Trina opened her mouth and then closed it.

“Trina?”

“Someone broke into Fedor’s office and completely trashed the place, after wiping it clean of every fingerprint, on the day you were attacked.”

“Robbery?”

“We don’t know if they took anything.”

“They were too late. I took the pens to Mr. Levin.” Even as she said the name, the memory unfolded in her head. “Braum Auctions. I remember that now.”

Trina sat forward.

“He has the pens.” It felt good to get that piece of memory back. She closed her eyes and searched for more. “The watches. I remember being happy to have them out of my purse. God, where did I take them?” Why couldn’t she remember?

“Christie’s?” Trina suggested.

“Yes! Oh, right. They were snotty but so excited about an auction and wanted to know if we had more.” The hair on Avery’s skin tingled. “I remember that now.”

“Anything else? Do you remember anything else?”

She saw the garage when she closed her eyes. Only she was leaving the car . . . “I had a mom purse. I think it was one of yours. I needed a big one to put everything in.”

“Yes.” Trina seemed excited. “The black one.”

“I remember leaving the garage. I don’t remember going back in. That’s where they found me, right?” She seemed to remember someone telling her that when she was in the ICU.

“Yes.”

Avery shook her head slowly. “I don’t remember anything else.”

Trina smiled. “Well, it’s more than yesterday, so there is progress. The doctors will be excited to hear that.”

Her head started to throb, and instead of denying herself relief, she opened her palm. “Where is that button of fun?”

Trina reached over the bed and put the thing in her hand.

Avery pushed it and sighed long before the medication circulated in her veins.



Ruslan Petrov was a patient man with one impatient moment in his past. That moment changed everything. He was a man who had more plates spinning in the air than a circus performer, and one was slipping off his finger, and he’d be damned if he dropped anything now.

Across from him, Zakhar delivered unwelcome news. “Ms. Grant had already delivered the items to the auction houses.”

“Did your man at least steal her wallet?”

“No.”

Ruslan clenched his fist. “He didn’t finish the job.”

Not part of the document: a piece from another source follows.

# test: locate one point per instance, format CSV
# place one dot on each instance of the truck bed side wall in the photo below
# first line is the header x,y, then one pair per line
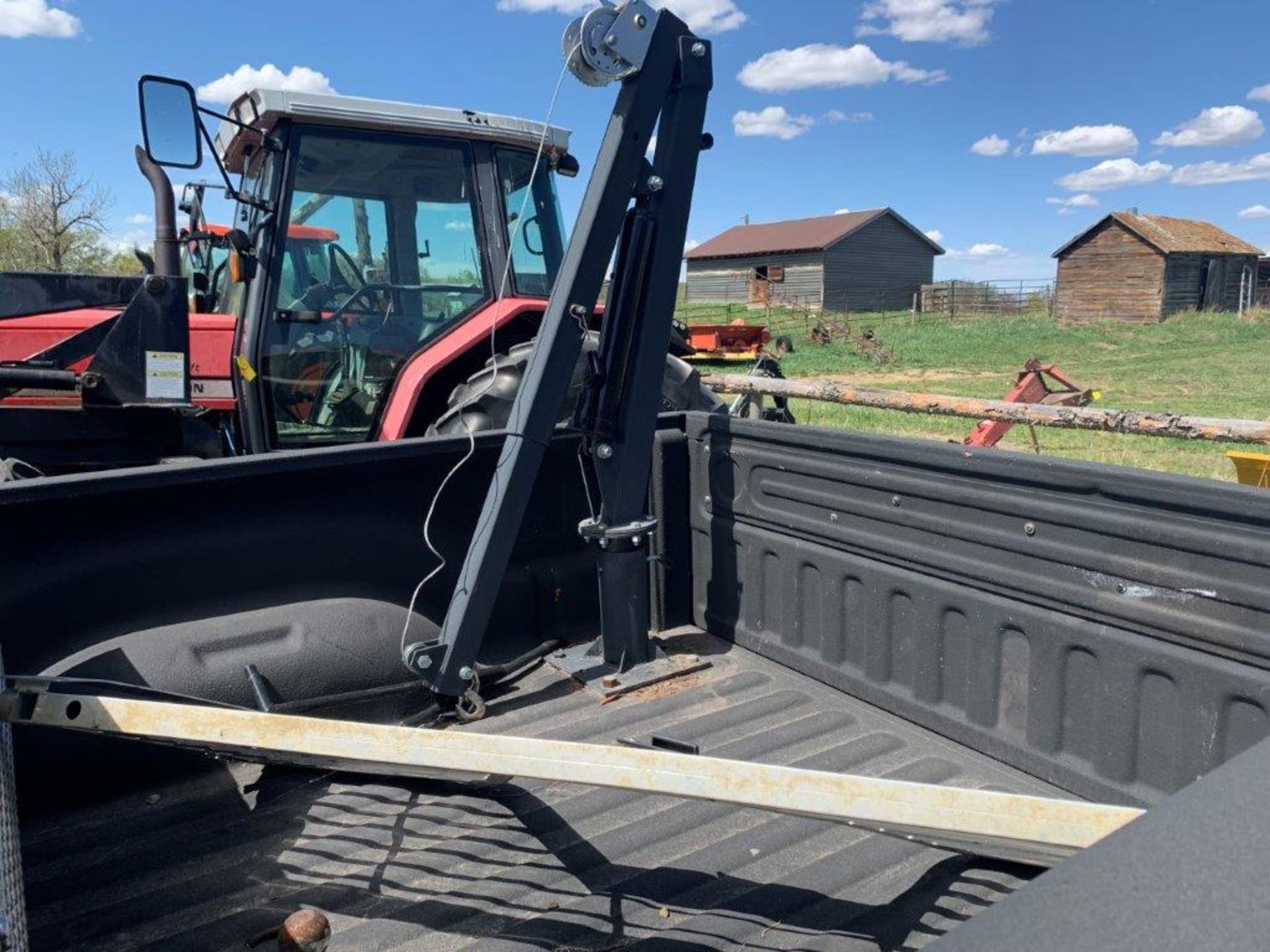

“He said he was interrupted.”

“Let me see if I understand this correctly. I said to make it look like burglary, and now it simply looks like a vendetta. And she’s alive to identify him.”

Zakhar matched Ruslan’s stare. “I have already taken care of the situation. Nothing will be tied to you.”

That had Ruslan releasing the hold he had on his own fingers and rubbing the tension away.

“What about the other collateral damage?”

“She is scrubbed. No trace.”

“I expect nothing was messy.”

Zakhar smiled, a white line of a scar he earned in a street fight distorting his face, making his grin look like a threat. It was one of the many things Ruslan liked about the man. “Car accident.”

It would be so much easier if he could just scrub the woman who destroyed everything. But that would only result in the wrong people looking his way. Instead of losing a fortune, he’d lose his freedom.

He used a remote control to reveal a monitor behind a picture on the wall. When the image flicked into focus, a map of the world emerged. With another button, the map focused on the state of New York. Several dots blinked, each a different color.

Katrina’s bitch lawyer and their friend blipped in the same place. He knew without looking that they were at the Manhattan hospital where he’d put their friend. The redneck blipped a few blocks away, and it appeared Trina was by herself downtown. Which didn’t sound right, considering she’d been flanked by security since he’d started his cover-up. A cover-up he had thought he’d taken care of the year before.

Ruslan pointed at the map. “Where is this?”

Zakhar moved behind the desk and clicked into the program tracking the players.

“Looks residential.”

“Have our man on the ground find out. What about the house?”

“Police activity has pulled out. They didn’t find anything.”

At least that worked as he’d planned.

“I do have some positive news,” Zakhar said.